Line Buffer Placement - 1.0 English

AXI4-Stream Video IP and System Design Guide (UG934)

Document ID
UG934
Release Date
2022-11-16
Version
1.0 English

All cores that cannot process pixels fast enough to sustain one pixel per output clock need output line-buffer(s) to avoid stalling the pipeline. Although combining line buffers at the end of a processing pipeline (by taking advantage of an output interface core with programmable line-buffer depth) might seem like an attractive option to save resources, it can also defeat the purpose of buffering.

In this example, ( This Figure ) a hypothetical output interface needs to generate frames with 320 clock cycles per line, with 200 active pixels per line. The external memory interface retrieves pixels in 64 pixel bursts after which it is unavailable for 16 clock cycles. Core A takes 3 clock cycles to generate 2 output pixels. Core B takes three line periods to generate two active lines (no output for the 960 pixels, then 400 pixels consecutively).
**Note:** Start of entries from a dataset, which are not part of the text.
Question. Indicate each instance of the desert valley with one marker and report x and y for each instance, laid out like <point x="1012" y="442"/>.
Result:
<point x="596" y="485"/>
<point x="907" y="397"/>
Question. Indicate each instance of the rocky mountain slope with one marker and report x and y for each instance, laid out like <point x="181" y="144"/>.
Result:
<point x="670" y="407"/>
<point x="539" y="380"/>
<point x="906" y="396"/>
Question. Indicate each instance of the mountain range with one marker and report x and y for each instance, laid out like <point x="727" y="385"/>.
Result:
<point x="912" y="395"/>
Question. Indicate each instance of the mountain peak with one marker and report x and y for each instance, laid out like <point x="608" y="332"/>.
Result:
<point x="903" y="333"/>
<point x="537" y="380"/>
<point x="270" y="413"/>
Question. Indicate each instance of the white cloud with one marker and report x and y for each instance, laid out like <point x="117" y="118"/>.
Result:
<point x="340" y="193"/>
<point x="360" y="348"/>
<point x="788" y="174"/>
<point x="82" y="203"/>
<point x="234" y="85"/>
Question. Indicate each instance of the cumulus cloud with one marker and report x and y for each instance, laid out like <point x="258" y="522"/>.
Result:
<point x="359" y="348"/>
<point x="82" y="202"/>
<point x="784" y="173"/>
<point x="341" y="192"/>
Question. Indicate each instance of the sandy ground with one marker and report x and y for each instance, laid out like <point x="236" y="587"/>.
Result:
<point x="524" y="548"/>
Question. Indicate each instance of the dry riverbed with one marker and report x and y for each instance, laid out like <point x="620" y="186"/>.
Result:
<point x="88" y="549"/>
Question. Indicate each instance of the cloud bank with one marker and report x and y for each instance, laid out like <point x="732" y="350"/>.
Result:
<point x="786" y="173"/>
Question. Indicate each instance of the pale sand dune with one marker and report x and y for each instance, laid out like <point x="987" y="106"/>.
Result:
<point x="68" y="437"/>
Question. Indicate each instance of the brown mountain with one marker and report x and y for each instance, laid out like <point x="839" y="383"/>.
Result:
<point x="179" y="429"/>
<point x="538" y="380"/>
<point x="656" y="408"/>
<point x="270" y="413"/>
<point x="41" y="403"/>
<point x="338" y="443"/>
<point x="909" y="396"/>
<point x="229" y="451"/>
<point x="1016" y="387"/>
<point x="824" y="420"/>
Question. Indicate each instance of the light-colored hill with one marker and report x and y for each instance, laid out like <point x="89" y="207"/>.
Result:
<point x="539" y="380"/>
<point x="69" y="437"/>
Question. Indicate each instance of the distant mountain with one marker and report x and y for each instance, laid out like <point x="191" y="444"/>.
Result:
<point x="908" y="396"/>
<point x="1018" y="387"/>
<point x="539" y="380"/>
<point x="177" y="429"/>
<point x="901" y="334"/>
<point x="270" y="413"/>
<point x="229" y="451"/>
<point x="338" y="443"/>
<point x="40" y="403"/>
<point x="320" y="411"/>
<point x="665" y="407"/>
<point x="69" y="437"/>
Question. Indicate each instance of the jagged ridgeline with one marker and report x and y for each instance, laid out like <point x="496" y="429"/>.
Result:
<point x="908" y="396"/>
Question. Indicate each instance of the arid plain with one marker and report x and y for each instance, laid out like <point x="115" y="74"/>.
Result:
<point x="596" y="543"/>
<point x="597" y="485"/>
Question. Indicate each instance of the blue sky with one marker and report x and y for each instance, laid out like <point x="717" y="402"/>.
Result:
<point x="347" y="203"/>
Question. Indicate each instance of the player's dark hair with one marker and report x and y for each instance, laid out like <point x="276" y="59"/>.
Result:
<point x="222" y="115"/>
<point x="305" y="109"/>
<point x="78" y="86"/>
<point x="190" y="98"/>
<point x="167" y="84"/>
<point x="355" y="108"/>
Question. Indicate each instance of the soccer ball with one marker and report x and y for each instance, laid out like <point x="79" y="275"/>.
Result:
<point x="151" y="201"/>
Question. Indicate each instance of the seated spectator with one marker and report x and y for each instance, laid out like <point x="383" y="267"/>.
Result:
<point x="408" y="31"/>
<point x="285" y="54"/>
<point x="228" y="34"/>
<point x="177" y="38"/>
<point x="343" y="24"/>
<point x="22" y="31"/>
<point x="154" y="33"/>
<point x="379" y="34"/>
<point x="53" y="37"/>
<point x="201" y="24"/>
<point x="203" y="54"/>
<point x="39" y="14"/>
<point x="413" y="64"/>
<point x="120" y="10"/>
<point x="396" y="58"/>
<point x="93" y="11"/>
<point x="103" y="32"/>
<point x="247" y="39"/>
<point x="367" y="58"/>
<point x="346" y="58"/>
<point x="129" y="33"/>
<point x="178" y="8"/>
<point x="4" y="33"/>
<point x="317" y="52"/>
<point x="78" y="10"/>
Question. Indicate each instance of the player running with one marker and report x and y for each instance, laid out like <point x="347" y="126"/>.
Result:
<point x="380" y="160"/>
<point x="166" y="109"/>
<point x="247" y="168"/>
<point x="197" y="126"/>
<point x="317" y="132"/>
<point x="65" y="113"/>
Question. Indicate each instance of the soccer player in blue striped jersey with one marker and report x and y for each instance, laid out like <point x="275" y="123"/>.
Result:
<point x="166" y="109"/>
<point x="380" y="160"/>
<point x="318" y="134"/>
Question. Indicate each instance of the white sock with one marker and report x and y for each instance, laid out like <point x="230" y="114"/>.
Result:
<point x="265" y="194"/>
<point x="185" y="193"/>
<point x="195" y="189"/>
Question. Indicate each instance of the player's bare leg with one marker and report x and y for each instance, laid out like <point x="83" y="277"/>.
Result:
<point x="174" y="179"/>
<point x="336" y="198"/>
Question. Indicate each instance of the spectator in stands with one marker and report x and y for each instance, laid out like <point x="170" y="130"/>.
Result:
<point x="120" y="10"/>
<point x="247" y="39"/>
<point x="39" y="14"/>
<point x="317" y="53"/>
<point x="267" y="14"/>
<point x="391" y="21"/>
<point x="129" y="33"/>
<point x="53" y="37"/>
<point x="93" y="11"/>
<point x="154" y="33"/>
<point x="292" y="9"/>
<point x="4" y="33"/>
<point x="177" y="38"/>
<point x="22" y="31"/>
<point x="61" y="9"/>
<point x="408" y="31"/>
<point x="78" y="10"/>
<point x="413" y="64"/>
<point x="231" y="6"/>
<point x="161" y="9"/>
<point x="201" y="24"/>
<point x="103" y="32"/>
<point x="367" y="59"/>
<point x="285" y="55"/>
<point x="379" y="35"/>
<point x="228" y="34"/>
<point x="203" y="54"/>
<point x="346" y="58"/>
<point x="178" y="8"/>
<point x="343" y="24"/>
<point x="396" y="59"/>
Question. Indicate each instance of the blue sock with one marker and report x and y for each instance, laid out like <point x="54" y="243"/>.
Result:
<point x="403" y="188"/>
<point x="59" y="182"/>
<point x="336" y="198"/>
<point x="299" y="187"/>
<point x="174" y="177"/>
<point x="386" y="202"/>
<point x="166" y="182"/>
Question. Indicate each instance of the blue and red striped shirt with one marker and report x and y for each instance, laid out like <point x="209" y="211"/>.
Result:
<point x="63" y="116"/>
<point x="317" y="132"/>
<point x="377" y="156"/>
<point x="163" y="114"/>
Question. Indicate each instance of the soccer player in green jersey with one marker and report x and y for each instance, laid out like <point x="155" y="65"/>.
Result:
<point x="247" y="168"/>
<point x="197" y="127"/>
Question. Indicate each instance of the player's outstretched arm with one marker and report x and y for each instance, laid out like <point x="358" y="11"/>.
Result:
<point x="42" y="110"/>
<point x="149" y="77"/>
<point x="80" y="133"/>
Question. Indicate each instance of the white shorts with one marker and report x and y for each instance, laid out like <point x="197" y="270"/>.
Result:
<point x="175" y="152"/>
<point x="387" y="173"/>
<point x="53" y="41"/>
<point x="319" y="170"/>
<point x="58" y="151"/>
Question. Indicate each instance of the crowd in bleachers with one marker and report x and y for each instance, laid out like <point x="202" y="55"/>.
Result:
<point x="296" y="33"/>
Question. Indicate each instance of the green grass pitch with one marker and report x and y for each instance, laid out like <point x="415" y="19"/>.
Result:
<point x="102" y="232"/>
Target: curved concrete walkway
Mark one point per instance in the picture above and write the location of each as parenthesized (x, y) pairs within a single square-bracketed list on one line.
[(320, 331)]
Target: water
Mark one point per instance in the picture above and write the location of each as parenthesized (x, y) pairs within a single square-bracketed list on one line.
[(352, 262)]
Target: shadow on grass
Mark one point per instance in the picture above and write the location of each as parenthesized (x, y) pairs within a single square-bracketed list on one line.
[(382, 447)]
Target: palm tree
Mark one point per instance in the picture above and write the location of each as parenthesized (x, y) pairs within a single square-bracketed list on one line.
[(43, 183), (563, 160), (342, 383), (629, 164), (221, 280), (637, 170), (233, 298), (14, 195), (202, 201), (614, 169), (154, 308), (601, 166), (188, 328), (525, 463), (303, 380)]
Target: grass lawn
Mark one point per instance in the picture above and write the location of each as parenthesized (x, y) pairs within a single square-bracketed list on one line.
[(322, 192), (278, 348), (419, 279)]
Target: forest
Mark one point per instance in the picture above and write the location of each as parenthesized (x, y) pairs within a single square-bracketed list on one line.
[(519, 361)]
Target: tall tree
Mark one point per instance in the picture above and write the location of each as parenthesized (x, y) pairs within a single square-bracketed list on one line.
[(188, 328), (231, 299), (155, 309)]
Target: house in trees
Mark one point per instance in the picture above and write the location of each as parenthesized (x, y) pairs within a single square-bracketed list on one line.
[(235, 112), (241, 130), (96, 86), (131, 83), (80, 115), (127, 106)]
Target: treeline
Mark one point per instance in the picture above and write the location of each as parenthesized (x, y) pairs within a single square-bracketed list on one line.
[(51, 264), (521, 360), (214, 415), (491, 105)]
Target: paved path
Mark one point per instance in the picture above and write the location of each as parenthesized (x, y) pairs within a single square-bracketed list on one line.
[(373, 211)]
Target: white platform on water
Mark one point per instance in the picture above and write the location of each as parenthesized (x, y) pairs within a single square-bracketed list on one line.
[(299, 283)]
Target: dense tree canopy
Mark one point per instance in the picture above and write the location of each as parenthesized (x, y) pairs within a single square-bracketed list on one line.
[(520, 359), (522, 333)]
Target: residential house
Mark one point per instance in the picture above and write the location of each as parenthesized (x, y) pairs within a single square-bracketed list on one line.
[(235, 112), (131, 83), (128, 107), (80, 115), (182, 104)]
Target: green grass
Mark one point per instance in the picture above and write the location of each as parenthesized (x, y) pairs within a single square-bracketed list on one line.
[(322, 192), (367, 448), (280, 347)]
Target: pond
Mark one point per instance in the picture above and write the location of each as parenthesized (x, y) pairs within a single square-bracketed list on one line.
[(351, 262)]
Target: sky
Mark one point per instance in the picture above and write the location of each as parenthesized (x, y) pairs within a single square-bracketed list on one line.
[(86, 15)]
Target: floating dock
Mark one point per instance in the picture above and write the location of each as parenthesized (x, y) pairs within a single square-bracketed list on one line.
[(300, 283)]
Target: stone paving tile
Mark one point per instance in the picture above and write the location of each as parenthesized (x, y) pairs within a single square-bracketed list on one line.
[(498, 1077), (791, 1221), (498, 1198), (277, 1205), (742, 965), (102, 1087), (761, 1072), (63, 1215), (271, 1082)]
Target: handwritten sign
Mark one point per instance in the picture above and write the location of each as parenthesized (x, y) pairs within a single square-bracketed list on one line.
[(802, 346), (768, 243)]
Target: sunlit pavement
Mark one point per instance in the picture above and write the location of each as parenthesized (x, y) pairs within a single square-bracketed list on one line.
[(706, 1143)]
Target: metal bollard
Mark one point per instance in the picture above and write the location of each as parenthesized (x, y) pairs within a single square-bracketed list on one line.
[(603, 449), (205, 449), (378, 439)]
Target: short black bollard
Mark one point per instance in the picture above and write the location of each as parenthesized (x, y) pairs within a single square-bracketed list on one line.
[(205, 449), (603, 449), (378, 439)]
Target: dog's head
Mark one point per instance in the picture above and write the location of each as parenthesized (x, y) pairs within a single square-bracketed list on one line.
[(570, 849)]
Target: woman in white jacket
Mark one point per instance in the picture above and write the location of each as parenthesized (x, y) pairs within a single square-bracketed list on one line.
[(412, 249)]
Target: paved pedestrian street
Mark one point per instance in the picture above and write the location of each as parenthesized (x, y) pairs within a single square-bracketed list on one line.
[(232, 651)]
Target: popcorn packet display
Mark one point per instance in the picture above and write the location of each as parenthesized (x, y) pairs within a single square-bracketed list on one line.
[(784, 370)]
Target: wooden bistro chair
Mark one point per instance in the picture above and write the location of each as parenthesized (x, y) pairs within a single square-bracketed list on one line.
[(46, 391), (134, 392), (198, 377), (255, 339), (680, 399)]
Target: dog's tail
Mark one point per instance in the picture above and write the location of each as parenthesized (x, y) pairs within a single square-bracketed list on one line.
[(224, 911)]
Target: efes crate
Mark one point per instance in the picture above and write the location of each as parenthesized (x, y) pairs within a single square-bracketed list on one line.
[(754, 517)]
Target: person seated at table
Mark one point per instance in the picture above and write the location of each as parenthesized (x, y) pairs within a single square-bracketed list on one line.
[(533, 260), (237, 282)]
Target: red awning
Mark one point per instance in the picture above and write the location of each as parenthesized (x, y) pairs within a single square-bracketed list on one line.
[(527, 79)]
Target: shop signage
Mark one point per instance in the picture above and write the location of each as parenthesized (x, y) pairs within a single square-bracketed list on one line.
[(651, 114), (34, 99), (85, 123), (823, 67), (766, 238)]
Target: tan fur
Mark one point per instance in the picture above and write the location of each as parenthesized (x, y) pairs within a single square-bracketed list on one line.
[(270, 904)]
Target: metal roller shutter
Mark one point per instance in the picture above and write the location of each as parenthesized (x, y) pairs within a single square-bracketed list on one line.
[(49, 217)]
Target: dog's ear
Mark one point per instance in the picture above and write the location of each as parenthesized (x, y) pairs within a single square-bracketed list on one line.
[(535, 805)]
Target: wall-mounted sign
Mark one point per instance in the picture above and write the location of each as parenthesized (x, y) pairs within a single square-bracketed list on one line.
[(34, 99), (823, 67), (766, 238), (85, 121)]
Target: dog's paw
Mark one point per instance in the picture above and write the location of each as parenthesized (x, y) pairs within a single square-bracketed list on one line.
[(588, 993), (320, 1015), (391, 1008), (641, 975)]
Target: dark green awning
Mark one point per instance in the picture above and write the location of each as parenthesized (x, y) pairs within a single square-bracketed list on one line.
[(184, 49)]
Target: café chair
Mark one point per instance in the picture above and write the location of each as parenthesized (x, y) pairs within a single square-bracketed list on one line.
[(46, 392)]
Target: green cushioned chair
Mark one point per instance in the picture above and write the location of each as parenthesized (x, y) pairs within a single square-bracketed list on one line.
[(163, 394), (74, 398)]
Figure 3-3: Simple Pipeline with Internal Line Buffers

X-Ref Target - Figure 3-3

X22112-3-3.jpg

Although all cores (external memory, Core A, Core B) have the throughput necessary to generate 200 pixels per 320 clock cycles on the average, the throughput degrades unless there are line buffers on each core output when connected as a system. For example, if the external memory provides data in 64 cycle bursts, Core A produces 42 output samples per burst or 170 pixels per line. Core A requires the whole line period to produce the active pixels, but it is forced to idle during the 4x16 cycles when the external memory is not available.

To avoid processing bubbles, all cores should be appropriately buffered on the output of the core as if the core was driving the output interface directly. This Figure illustrates the scenario when processing cores can maintain the line-pixel rate, but cores need output buffers to avoid processing bubbles. Green arrows represent subsequent cores reading from the output buffers of preceding cores.